Kitap Kurtları Kitap Kulübü olarak aralık ayında okuduğumuz Antoine De Saint-Exupéry'nin Küçük Prens kitabında; kitabın kahramanı Küçük Prens'in kendi gezegeninden ayrılıp diğer gezegenleri ziyaret ederken diğer gezegenlerde karşılaştıkları, kendisi ve diğerleri hakkında düşündükleri, o masum ve basit diliyle sorduğu sorular, kendisine sorulan sorulara yine aynı dille verdiği basit cevaplar, her sorunun ve her cevabın okuyucunun kendi hayatı içinde karşılık bulması ve kitabın bu kadar eşsiz ve bir o kadar da nahif olmasıdır bana yazıdaki ilk paragrafı yazdıran.
Kitabın yazarı Antoine De Saint-Exupéry'nin kendisi de bir pilottu aslında.
Kitabında uçağı Sahra çölüne düşen bir pilotun çölde karşılaştığı olağanüstü güzel sarı saçlı bir erkek çocukla olan konuşmalarını anlatıyordu. Kitabın kahramanı pilot gibi Saint-Exupéry de kıtalararası posta seferlerinde pilotluk yaparken, 1935 yılında Paris’ten Saygon’a uçtuğu bir seferinde Sahra Çölü’ne düşmüştü.
İkinci Dünya Savaşı başlayıp da Fransa Almanya tarafından işgal edilince Saint-Exupéry Fransa'yı terk ederek Amerika Birleşik Devletleri’ne gitmiş, New York’ta bir otel odasında Küçük Prens'i kaleme almış, kitap 1943 yılında hem İngilizce, hem de Fransızca olarak aynı anda bin sayfa olarak yayımlanmıştı.
Daha sonra yazar ülkesine dönerek Fransız Hava Kuvvetleri'nin Kuzey Afrika’daki birliklerine katılmış, 31 Temmuz 1944’te bir keşif uçuşu sırasında Alman birliklerinden kaçarken uçağı düşürülmüş ve kendisinden bir daha haber alınamamıştı.
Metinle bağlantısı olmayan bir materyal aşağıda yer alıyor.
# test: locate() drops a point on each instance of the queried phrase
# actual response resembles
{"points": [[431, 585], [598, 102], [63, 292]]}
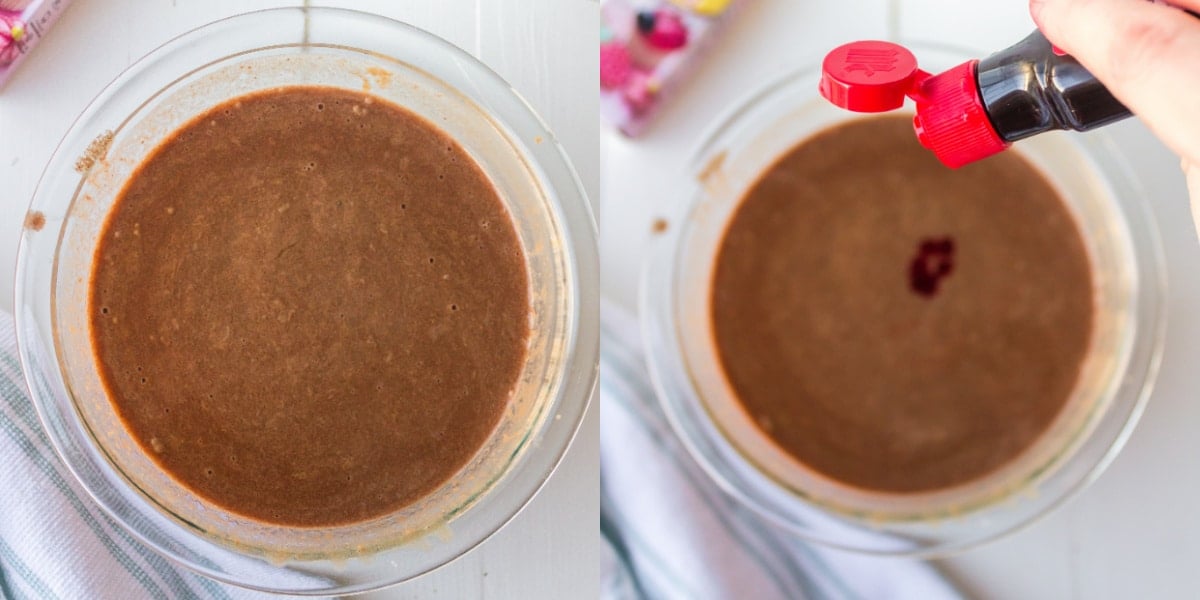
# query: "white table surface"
{"points": [[545, 48], [1133, 534]]}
Bu durum 1998 yılında Marsilyalı bir balıkçı tarafından yazara ait bir bilekliğin bulanmasına ve 2004 yılında yine Marsilya kıyılarında yapılan araştırmalar sonucu uçağın enkazına ulaşılmasına kadar sürdü.
Ölümünden 65 yıl sonra, bir Alman pilotu olan Hors Rippert, yazarın kullandığı uçağı düşürdüğünü itiraf etti ve "İçinde kimin olduğunu bilseydim ateş etmezdim" dedi.
Bernard Mark adındaki bir tarihçiye göre ise Saint-Exupery’nin intihar etmiş olması olasılığı yüksekti.
Saint-Exupéry, kitabın yazarı olmasının yanı sıra, kitaptaki bütün çizimleri de suluboya ile kendisi gerçekleştirdi. Saint-Exupéry'nin yaptığı çizimler için model alabileceği bir hayvanat bahçesine erişimi yoktu. Bu yüzden hem kendi oyuncaklarını hem de arkadaşlarının evcil hayvanlarını model olarak kullandı.
Okuyucu da dikkat etmiştir, kitabın en önemli karakterlerinden biri olan pilot (anlatıcı) okura hiçbir çizimde gösterilmemiş.
Küçük Prens hem yazarın hem de pilotun ve hem de Küçük Prens'in ta kendisiydi belki.
İhtimal ki yazar Sahra Çölü'nde yarı baygın yatarken hep kendisiyle konuşmuştu, içindeki o güzel çocuğu orada tanımıştı ve kitabında da onu anlatmıştı.
Küçük Prens'le tanışan pilot anlamıştı ki Küçük Prens'in küçücük bir dünyası vardı ve orada hiçbir şeyi sınırlandırmaya gerek yoktu. Dikensiz gül, bağlanmaya gerek kalmayan koyun hep oradaydı. Küçük Prens sandalyesini bir-iki adım ilerleterek güneşin batışını bir günde 44 kere izleyebildiğini söylüyordu mesela. Üstelik insan çok üzgün olduğunda güneşin batışını izlemeyi sever diyordu. Küçük Prens güneşin batışını 44 kez izleyecek kadar mı üzgündü?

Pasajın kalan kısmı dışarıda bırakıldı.